Some especially ferocious weather ripped through New York City on Tuesday evening. It lasted only about 30 minutes and started just as I was going to bed, but it was evident by the simultaneous thunder and lightning over our Upper West Side brownstone that we were in the eye of the storm. I didn't think much of it until the following morning when we arrived for a mid-week cycle in Central Park. The carnage of branches and leaves across the road made cycling difficult at best, and dangerous at worst, and by the time we reached Engineer's Gate at East 90th Street, we were forced to turn back due to a felled tree further up the road.
The extent of the destruction wrought by this storm really sunk in when I read that over 100 trees had lost their lives Tuesday night, and an estimated 500 more had been severely "injured." While the roads had been cleared by the time we returned Thursday morning to attempt another ride, the fields in the upper half of the Park looked as though an arboreal mass murder had taken place. There was something very sad about seeing my favourite playground so damaged, and in some way I mourned the loss of so many majestic chestnuts, oaks, and elms. I had not realized on Tuesday night just how devastating that storm would be.

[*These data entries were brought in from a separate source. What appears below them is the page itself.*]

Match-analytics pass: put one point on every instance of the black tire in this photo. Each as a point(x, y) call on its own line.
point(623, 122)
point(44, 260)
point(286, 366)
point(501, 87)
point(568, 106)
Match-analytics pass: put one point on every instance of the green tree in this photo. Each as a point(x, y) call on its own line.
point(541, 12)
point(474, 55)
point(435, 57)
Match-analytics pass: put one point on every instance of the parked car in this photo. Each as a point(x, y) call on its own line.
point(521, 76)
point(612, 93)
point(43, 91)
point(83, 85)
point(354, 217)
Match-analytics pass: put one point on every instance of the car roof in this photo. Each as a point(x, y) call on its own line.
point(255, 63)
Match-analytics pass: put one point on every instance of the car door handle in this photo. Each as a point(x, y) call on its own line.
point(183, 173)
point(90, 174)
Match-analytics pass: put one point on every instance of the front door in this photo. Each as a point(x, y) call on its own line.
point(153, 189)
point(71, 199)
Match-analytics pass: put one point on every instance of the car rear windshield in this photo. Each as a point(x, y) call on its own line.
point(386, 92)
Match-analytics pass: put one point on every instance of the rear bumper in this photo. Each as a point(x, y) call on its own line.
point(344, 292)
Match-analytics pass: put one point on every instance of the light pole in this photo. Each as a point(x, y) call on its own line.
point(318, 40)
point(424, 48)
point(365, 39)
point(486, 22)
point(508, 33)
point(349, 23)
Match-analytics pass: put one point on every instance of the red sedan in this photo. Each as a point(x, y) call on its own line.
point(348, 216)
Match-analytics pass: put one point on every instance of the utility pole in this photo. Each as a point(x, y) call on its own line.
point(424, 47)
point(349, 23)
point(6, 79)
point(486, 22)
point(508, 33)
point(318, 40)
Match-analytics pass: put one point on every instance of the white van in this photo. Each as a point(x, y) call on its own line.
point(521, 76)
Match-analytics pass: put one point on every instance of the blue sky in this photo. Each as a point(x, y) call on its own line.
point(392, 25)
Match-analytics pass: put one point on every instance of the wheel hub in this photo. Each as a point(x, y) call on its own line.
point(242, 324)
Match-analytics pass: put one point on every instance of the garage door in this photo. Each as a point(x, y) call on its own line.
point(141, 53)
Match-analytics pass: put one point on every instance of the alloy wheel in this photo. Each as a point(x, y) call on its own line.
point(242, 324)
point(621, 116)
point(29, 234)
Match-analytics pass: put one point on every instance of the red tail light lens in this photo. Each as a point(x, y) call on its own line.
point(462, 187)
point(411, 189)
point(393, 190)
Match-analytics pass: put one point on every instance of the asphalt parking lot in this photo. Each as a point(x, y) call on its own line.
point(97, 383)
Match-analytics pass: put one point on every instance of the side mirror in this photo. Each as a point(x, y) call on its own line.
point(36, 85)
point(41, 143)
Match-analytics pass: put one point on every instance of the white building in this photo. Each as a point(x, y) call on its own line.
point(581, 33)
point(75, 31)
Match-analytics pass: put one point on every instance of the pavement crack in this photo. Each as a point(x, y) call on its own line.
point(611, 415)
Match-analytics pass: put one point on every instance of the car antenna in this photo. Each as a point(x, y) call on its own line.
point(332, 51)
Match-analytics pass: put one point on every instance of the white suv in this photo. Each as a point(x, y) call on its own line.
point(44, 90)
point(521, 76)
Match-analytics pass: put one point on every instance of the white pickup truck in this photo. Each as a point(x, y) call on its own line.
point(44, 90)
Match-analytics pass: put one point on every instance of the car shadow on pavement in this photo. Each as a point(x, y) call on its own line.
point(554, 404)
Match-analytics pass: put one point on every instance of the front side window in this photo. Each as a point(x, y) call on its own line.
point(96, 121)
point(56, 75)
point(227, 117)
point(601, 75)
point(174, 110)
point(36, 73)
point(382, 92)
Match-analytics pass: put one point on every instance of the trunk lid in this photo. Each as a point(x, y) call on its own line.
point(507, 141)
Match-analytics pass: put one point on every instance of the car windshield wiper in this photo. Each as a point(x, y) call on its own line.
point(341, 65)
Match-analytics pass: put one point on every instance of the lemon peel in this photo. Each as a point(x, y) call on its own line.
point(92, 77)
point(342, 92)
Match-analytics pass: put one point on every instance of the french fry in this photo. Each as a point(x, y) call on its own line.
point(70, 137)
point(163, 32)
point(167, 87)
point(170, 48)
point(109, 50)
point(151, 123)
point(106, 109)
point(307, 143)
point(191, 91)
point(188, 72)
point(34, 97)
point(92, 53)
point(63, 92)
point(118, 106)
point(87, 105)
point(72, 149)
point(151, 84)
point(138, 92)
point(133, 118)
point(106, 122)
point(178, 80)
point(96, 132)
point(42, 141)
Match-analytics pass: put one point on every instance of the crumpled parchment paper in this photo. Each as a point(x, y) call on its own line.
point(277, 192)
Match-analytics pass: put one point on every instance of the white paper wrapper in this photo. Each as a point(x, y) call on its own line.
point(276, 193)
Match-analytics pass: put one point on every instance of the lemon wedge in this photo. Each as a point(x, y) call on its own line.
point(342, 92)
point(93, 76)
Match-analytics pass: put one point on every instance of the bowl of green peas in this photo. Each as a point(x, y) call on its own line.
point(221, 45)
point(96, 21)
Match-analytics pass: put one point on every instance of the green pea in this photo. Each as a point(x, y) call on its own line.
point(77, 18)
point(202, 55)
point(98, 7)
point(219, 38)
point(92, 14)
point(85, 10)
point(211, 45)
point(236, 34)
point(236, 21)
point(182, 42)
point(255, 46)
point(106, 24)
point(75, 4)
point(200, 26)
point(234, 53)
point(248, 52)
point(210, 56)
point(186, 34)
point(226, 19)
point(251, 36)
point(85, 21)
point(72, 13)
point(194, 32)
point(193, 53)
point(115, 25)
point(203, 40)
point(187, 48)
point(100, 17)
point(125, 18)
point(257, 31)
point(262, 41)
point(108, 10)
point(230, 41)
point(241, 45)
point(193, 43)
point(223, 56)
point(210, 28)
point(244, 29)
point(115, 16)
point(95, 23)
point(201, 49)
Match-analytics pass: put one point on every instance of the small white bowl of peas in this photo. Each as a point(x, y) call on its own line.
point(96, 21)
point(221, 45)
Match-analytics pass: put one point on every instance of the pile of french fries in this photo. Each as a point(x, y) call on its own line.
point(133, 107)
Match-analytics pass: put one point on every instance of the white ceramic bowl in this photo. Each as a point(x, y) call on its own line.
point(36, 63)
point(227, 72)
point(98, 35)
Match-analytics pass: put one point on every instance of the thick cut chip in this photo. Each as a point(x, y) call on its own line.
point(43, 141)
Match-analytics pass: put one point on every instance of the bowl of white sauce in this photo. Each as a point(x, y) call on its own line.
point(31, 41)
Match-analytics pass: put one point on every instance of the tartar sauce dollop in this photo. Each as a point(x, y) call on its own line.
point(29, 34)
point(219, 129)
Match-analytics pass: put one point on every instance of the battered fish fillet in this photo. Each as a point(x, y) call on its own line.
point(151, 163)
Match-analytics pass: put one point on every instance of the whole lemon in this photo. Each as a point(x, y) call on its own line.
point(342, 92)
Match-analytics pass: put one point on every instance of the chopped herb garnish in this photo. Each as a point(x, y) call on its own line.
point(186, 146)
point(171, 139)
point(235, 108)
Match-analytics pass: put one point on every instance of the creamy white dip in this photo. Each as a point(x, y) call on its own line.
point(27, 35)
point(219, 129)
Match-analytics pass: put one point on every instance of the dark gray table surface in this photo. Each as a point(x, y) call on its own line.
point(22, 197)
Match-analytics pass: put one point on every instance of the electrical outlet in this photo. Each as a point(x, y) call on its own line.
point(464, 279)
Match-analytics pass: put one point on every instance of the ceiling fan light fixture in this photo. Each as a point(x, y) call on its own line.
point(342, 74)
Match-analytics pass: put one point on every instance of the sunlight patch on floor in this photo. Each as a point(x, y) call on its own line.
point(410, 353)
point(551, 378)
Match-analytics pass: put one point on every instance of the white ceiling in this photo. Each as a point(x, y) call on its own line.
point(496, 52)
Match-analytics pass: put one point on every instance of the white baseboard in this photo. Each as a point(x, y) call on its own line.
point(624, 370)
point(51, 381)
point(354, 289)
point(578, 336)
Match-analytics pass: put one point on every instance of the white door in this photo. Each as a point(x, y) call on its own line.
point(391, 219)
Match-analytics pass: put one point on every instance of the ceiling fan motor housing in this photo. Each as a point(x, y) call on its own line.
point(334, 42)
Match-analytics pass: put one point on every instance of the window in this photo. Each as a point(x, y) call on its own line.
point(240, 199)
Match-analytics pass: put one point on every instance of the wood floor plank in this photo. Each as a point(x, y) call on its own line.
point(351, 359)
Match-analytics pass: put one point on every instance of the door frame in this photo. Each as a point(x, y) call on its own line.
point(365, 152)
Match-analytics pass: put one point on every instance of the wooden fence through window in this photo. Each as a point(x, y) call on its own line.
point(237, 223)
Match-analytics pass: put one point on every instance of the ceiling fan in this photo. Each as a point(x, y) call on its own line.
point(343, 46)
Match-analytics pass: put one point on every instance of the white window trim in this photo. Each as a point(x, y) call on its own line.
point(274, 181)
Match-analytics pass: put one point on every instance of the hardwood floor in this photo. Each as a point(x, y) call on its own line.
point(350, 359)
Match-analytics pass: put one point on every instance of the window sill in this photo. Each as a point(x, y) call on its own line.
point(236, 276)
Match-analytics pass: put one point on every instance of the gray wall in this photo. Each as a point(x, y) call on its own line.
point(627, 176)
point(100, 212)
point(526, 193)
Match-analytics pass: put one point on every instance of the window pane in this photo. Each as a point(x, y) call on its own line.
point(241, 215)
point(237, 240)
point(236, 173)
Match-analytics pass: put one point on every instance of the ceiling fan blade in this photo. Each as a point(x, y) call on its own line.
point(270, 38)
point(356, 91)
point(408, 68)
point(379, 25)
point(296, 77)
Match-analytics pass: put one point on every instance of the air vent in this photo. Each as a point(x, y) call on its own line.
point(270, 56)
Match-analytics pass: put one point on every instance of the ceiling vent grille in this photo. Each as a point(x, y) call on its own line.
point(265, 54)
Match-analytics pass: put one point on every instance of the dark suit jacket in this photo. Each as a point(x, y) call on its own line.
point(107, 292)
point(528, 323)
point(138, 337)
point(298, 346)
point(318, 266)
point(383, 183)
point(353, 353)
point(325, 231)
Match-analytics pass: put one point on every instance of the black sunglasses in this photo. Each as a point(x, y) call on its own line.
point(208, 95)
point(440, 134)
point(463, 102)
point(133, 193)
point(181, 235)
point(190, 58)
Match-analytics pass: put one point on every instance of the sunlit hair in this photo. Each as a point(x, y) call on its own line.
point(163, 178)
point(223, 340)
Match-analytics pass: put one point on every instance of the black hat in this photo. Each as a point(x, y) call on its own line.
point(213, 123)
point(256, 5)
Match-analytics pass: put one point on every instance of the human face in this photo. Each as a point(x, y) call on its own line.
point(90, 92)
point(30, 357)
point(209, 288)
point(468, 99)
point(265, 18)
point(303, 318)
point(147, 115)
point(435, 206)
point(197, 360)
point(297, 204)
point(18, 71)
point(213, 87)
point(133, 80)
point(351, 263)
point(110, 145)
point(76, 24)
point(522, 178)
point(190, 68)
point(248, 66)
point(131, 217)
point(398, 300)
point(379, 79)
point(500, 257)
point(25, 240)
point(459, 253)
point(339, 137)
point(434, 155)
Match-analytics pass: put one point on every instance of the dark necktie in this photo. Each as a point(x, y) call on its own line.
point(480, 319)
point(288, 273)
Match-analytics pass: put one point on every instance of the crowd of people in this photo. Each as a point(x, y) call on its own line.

I also received a bit of disappointing personal news on Tuesday that, at the time, didn't seem too severe. In truth, it really isn't severe, and if it represents the worst of my problems, then I am very lucky indeed. I know it's something on which I shouldn't dwell another moment. But as my mood gradually soured on Wednesday, I realized that Tuesday's bit of bad news was only beginning to sink in and was affecting me more than I would have anticipated.
This morning didn't help make things much better: it was 29 degrees Celsius and 87% humidity by 7 am, but for some reason known only to my inner psyche, I forced myself to run a hard-ish 3.5 miles. It sucked. I struggled. It was perhaps the first run of my life on which I actually felt nauseous and dizzy, and all that within the first 15 minutes.
But last night I read an intriguing article in Runner's World about the potential for our psychological pain to manifest itself in the physical, and to create injuries where there should be none. I have no time or patience for injury right now; I'm enjoying cycling and running far too much to be sidelined by some silly pulled muscle or sore joint. Lest I wallow in my bad feelings any longer and end up sidelining myself for the rest of the summer and fall, I am going to end today's post with three positive thoughts:
1. Zdenek and I cycled a fast and furious 18 miles on Thursday morning. We knocked it out of the park, and we worked as a team of only two. It was the best ride of my life (though admittedly it helps that I started from scratch only one year ago).
2. I've been glued to the IAAF World Championships all week long, but Usain Bolt's 200 m sprint yesterday was something that I almost feel lucky to have witnessed. Even better, the men's and women's marathons are on this weekend, so I have much exciting sports viewing to look forward to.
3. In one week and one day I will be back home with friends and family. It's Take 2 on the 2009 summer vacation. It will be filled with time in the mountains and around lakes, hiking and swimming, eating and drinking. I'll get to spend almost five days with my girlfriends in the Okanagon Valley (pictured right), where we'll get caught up with one another, tour a few wineries, and celebrate the "hitching" of one of our gang.
So while this week may have gotten off to a stormy start (and while it's actually storming outside my window as I type this), there are rides to be ridden, marathons to be watched, and vacations to be had. Injuries, stay away!